Dasselbe gilt für für Konzentration im ganzen Team. Beispiel: Die USA gewannen den Americas Cup 30mal mit ihren Segelbooten – bis plötzlich das Team Neuseeland mit einem ganz neuen Boot die Amerikaner hinter sich ließ, obwohl diese bei der Entwicklung finanziell viel besser ausgestattet gewesen waren. Was war der Grund? Die Neuseeländer hatten während der Entwicklung zwei Boote gebaut. Sie veränderten immer eines davon und ließen es im Test gegen das andere antreten. Das veränderte Boot lieferte Feedback, und das Team konnte sich auf die zuletzt durchgeführte Veränderung am Boot konzentrieren, diese musste „schuld“ sein, denn beide Boote segelten ja im selben Wind und im selben Meer zur selben Zeit.

Das ist Konzentration auf das Flow-Erlebnis. Zusammen mit klaren Zielen und sofortigem Feedback ergibt sich Ordnung im Bewusstsein, negative Entropie sozusagen, ein Zustand, der so erfreut, dass er fast süchtig macht.

Kontrolle ohne Kontrolle

Im Flow entsteht ein Gefühl von Kontrolle über die eigene Situation. Interessanterweise jedoch nicht durch ein Gefühl von Macht, sondern durch ein Gefühl von Sorglosigkeit. Es kommt einfach nicht mehr darauf an, etwas unter Kontrolle zu haben – gerade dadurch entsteht das Gefühl, die Situation im Griff zu haben. Der Produktentwickler hört damit auf, sich ständig zu hinterfragen. Das „Bauerntheater“ im Kopf stoppt einfach: Bin ich gut genug, kriege ich das hin, was wird mein Chef davon denken, was denken die anderen, usw. Fragen dieser Art treten im Flow völlig in den Hintergrund. Es kommt einfach nicht mehr darauf an, sondern man ist eins mit dem Teil des Produkts, den man gerade entwickelt, entwirft, plant, verfolgt, testet, was auch immer.

Seltsam, oder? Gerade wenn Kontrolle aufhört, entsteht die wahre Kontrolle: Das Gefühl, dass die Entropie in der Welt vorübergehend angehalten wird.

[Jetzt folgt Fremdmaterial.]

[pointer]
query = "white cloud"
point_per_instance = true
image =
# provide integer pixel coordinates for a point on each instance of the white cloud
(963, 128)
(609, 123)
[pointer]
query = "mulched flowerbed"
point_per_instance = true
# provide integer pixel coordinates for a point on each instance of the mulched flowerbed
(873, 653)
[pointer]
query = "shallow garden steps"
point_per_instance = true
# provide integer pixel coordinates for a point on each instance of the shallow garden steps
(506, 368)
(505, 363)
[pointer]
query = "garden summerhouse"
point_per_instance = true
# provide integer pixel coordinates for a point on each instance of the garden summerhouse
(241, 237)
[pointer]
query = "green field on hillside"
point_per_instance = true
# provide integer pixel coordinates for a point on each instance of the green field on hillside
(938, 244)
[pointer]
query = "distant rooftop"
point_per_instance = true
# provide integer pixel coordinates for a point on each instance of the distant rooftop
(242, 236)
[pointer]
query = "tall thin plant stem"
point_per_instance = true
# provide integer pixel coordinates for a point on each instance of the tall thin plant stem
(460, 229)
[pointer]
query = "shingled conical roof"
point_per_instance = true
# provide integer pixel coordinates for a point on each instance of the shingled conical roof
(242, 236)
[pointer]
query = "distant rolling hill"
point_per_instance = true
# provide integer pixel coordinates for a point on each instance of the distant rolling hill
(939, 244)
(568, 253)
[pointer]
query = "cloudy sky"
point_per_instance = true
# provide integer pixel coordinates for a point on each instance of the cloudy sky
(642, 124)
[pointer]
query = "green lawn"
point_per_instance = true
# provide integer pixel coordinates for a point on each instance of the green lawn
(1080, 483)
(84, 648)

Die autotelische Erfahrung

Am Ende wird die Aktivität zu ihrem eigenen Ziel. Selbst wenn man am Anfang aus anderen Gründen zu entwickeln begonnen hat (z.B. wegen des Interesses für die Technik oder wegen der Notwendigkeit, sein Geld zu verdienen), wird diese Aktivität für den, der entwickelt, zu einer intrinsischen Belohnung. Es braucht im Moment des Flows keine extrinsische Maßnahme, um Entwickler zu motivieren. Entwickeln wird autotelisch, dieses Wort bringt zwei griechische Begriffe zusammen: auto=selbst, telos=Ziel. Die Ausführung der Tätigkeit selbst ist bereits das Ziel.

Für mich ist Coaching auch solch eine autotelische Sache. Indem ich meinen Klienten helfe, die Bedingungen für Flow zu schaffen (siehe das alles oben!), erlebe ich selbst Flow. Wenn die Produktentwicklung meines Klienten plötzlich flüssiger läuft, mehr Wert erzeugt und die beteiligten Menschen dabei noch entspannter sind als zuvor, dann ist das für mich jedesmal so faszinierend, dass ich es ohne müde zu werden, fortsetzen kann.